Ce n'est qu'en 2003 toutefois, avec le renversement du gouvernement Sánchez de Losada et sa fuite vers les États-Unis, que l'Assemblée constituante deviendra incontournable pour la classe politique. Elle sera mise sur pied à la suite de l'élection d'Evo Morales comme président et commencera ses travaux en août 2006, après que ses 255 membres aient été élus au suffrage universel.
Dès l'année 2004, les peuples autochtones, les organisations de femmes, les mouvements syndicaux, de paysans, d'enseignants et de sans-terre... se mobiliseront autour de propositions pour refonder le pays. Dans le cas des femmes, par exemple, 400 ateliers tenus dans plus de 150 municipalités urbaines et rurales, couvrant les 9 départements du pays et rassemblant 20 000 femmes venant de 1000 organisations différentes permettront d'élaborer les propositions du mouvement à l'Assemblée constituante.
Un réel débat
En même temps, le débat s'aiguise à travers les médias les plus sérieux et dans plusieurs colloques sur les enjeux soulevés par les propositions faites au cours du processus: nature de
l'État, plurinationalité et multiethnicité, réforme des structures du pouvoir... Bref, la démarche constitutionnelle est majeure et est loin de se limiter à un projet élaboré par les seules autorités du gouvernement du MAS, dirigé par Morales.
Du point de vue de la démocratisation du pays, il s'agit d'une avancée notable quelles qu'en aient été les erreurs par ailleurs, dont une certaine précipitation à mettre des changements en avant sans toujours en mesurer suffisamment la portée. L'addition d'autonomies décentralisatrices, au même niveau hiérarchique -- autonomies autochtones, départementales, municipales et régionales -- est un exemple de cet empressement qui risque de rendre une partie du texte constitutionnel difficilement applicable.
Une refondation nécessaire
Par ailleurs, dans les départements les plus riches, les tentatives d'une minorité privilégiée de faire avorter ce processus démocratique auront échoué. Un vote sur une nouvelle constitution a bel et bien lieu malgré les obstructions, l'argent, les journaux, l'appui états-unien, la violence raciste organisée, voire des massacres... qui cherchaient à empêcher l'aboutissement d'un processus de changement constitutionnel amorcé en 2003.
Il s'agit en effet d'un véritable changement. La majorité de la population bolivienne est d'origine autochtone. Les peuples autochtones y ont survécu malgré l'esclavage et les nombreuses tueries par des colons espagnols, et malgré la servitude imposée sous la république et la surexploitation par des industriels de l'étain, du caoutchouc, puis du pétrole ou de l'agro-alimentaire.
L'exclusion des Autochtones de la Cité n'est pas une figure de style: il leur était interdit de marcher sur les trottoirs ou d'entrer dans les édifices publics il y a quelques décennies à peine.
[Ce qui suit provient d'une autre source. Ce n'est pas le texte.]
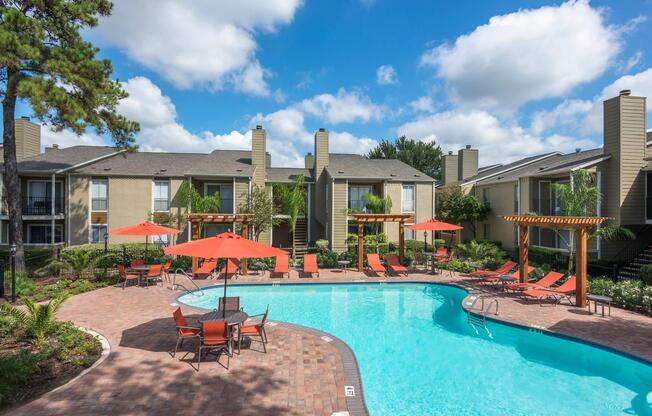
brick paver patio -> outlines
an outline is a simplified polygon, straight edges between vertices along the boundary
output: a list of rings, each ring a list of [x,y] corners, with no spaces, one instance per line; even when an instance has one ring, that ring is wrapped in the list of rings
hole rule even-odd
[[[412,273],[408,278],[370,278],[348,271],[323,271],[320,278],[300,279],[294,272],[279,282],[438,281],[473,286],[500,302],[498,319],[580,337],[652,361],[652,318],[612,308],[611,317],[591,315],[566,305],[528,303],[455,274]],[[270,282],[268,275],[247,276],[238,283]],[[204,284],[218,282],[208,281]],[[68,300],[59,318],[103,334],[111,354],[97,368],[64,388],[47,393],[15,415],[192,414],[192,415],[331,415],[347,410],[344,371],[338,350],[299,328],[269,327],[268,353],[243,350],[226,371],[214,361],[196,372],[189,361],[172,358],[175,331],[169,284],[126,290],[108,287]],[[184,308],[187,314],[197,312]],[[258,311],[249,311],[257,313]],[[273,319],[273,311],[271,312]],[[225,357],[222,357],[225,360]],[[363,380],[364,387],[364,380]]]

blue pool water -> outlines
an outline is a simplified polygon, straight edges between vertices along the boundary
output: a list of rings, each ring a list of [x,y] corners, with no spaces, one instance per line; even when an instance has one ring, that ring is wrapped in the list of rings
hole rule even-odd
[[[372,415],[652,415],[652,367],[494,322],[488,322],[493,339],[477,335],[461,307],[466,292],[456,287],[365,283],[228,290],[250,314],[269,304],[270,319],[346,342],[358,359]],[[180,301],[213,309],[221,293],[210,288]]]

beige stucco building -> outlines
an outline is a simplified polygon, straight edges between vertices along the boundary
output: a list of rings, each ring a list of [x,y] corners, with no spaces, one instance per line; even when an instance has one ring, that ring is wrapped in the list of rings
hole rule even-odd
[[[236,213],[249,201],[254,186],[273,193],[274,183],[305,177],[307,209],[297,224],[297,245],[305,250],[318,239],[333,249],[346,247],[349,210],[364,209],[365,193],[389,196],[392,212],[413,214],[414,221],[434,214],[434,180],[398,160],[370,160],[354,154],[329,152],[329,135],[315,133],[314,152],[301,168],[272,167],[262,126],[252,131],[252,150],[214,150],[211,153],[125,153],[112,147],[52,147],[40,153],[40,126],[28,120],[17,134],[21,149],[19,174],[23,201],[24,240],[29,245],[78,245],[104,242],[142,242],[141,237],[111,235],[109,230],[133,225],[152,216],[174,218],[186,241],[187,207],[179,188],[188,181],[200,194],[219,194],[221,213]],[[18,129],[17,129],[18,131]],[[23,143],[26,141],[27,143]],[[280,215],[283,219],[282,215]],[[235,224],[211,224],[213,235]],[[398,228],[387,225],[390,240]],[[410,237],[409,235],[407,236]],[[289,247],[287,222],[260,236],[261,241]],[[0,212],[0,243],[8,244],[7,212]]]

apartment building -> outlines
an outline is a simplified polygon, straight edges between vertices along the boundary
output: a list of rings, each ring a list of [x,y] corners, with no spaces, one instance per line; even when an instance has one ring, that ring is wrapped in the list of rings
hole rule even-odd
[[[314,153],[302,168],[272,167],[262,126],[252,131],[252,150],[211,153],[126,153],[112,147],[46,148],[40,153],[40,126],[27,119],[17,137],[18,170],[23,206],[24,238],[29,245],[78,245],[104,241],[108,230],[136,224],[152,215],[178,219],[189,238],[179,188],[189,181],[202,195],[218,193],[220,212],[238,212],[254,185],[273,192],[273,183],[305,177],[307,209],[297,224],[297,243],[306,247],[328,239],[344,250],[349,229],[348,209],[361,209],[365,193],[391,197],[392,212],[413,214],[415,221],[433,217],[434,180],[398,160],[369,160],[354,154],[329,153],[328,132],[315,133]],[[24,146],[29,142],[29,146]],[[4,197],[3,197],[4,201]],[[283,216],[280,215],[281,219]],[[9,243],[6,204],[0,211],[0,244]],[[205,236],[235,224],[207,224]],[[398,227],[387,224],[390,240]],[[409,235],[407,236],[410,237]],[[141,237],[108,235],[109,243],[142,242]],[[261,241],[288,247],[287,222],[261,235]]]
[[[596,149],[577,149],[570,154],[551,149],[477,172],[465,170],[464,175],[458,165],[467,157],[465,152],[472,149],[444,156],[441,185],[460,185],[491,206],[489,218],[477,224],[477,238],[500,241],[505,249],[515,251],[516,227],[499,216],[528,212],[561,215],[561,202],[553,184],[570,184],[573,171],[587,169],[602,194],[592,214],[612,217],[609,223],[630,228],[637,235],[636,242],[591,239],[590,255],[609,259],[622,255],[623,249],[632,244],[641,250],[652,242],[652,133],[646,131],[646,98],[621,91],[604,102],[603,110],[604,143]],[[470,237],[468,230],[465,237]],[[567,250],[564,232],[533,229],[530,240],[533,246]]]

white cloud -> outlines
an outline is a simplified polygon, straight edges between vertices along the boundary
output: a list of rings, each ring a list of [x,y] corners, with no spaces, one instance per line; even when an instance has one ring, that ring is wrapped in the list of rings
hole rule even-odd
[[[596,147],[590,140],[567,136],[541,137],[518,125],[507,125],[486,111],[452,110],[418,118],[398,128],[398,135],[430,141],[442,150],[457,151],[470,144],[480,150],[481,164],[502,163],[551,152]]]
[[[52,147],[52,145],[55,144],[59,147],[107,145],[107,143],[96,134],[84,133],[81,136],[78,136],[70,130],[57,132],[52,131],[50,126],[41,126],[41,145],[44,147]]]
[[[107,45],[179,88],[236,90],[268,96],[256,58],[258,32],[292,21],[301,0],[117,0],[93,31]]]
[[[639,62],[641,62],[641,58],[643,58],[643,51],[636,51],[634,55],[630,56],[627,61],[623,62],[618,69],[620,72],[629,72],[632,68],[638,65]]]
[[[386,107],[374,104],[361,92],[347,92],[343,88],[337,92],[337,95],[316,95],[301,101],[296,107],[304,113],[332,124],[367,123],[371,120],[380,120],[387,113]]]
[[[419,97],[410,102],[410,108],[415,113],[432,113],[435,111],[435,105],[432,98],[428,96]]]
[[[587,0],[569,1],[494,16],[427,51],[421,63],[446,80],[455,103],[513,110],[597,78],[618,54],[622,33]]]
[[[376,70],[376,82],[380,85],[398,84],[398,74],[391,65],[381,65]]]
[[[348,132],[331,131],[328,134],[330,151],[333,153],[367,154],[378,146],[378,141],[369,137],[356,137]]]
[[[616,97],[621,90],[631,90],[632,95],[648,97],[647,112],[652,111],[652,68],[634,75],[625,75],[606,86],[600,95],[593,100],[593,106],[583,121],[582,131],[585,133],[602,132],[602,102]]]
[[[137,120],[141,127],[173,123],[177,111],[169,97],[149,78],[135,77],[122,82],[129,97],[120,101],[118,112],[130,120]]]
[[[530,131],[541,134],[562,125],[576,127],[580,117],[585,114],[593,103],[590,100],[564,100],[552,110],[541,110],[532,116]]]

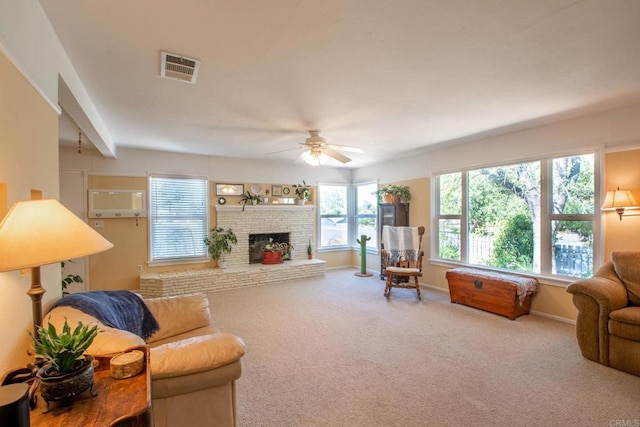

Si le tournant vers la démocratie amorcé en 1982 a favorisé la reconnaissance de certains de leurs droits, leur condition économique et sociale est demeurée celle qui a connu le moins d'améliorations dans l'ère de la «bonne gouvernance», toutes catégories sociales considérées.
Pas étonnant, à la lumière de ces faits, que la refondation du pays ait été largement souhaitée.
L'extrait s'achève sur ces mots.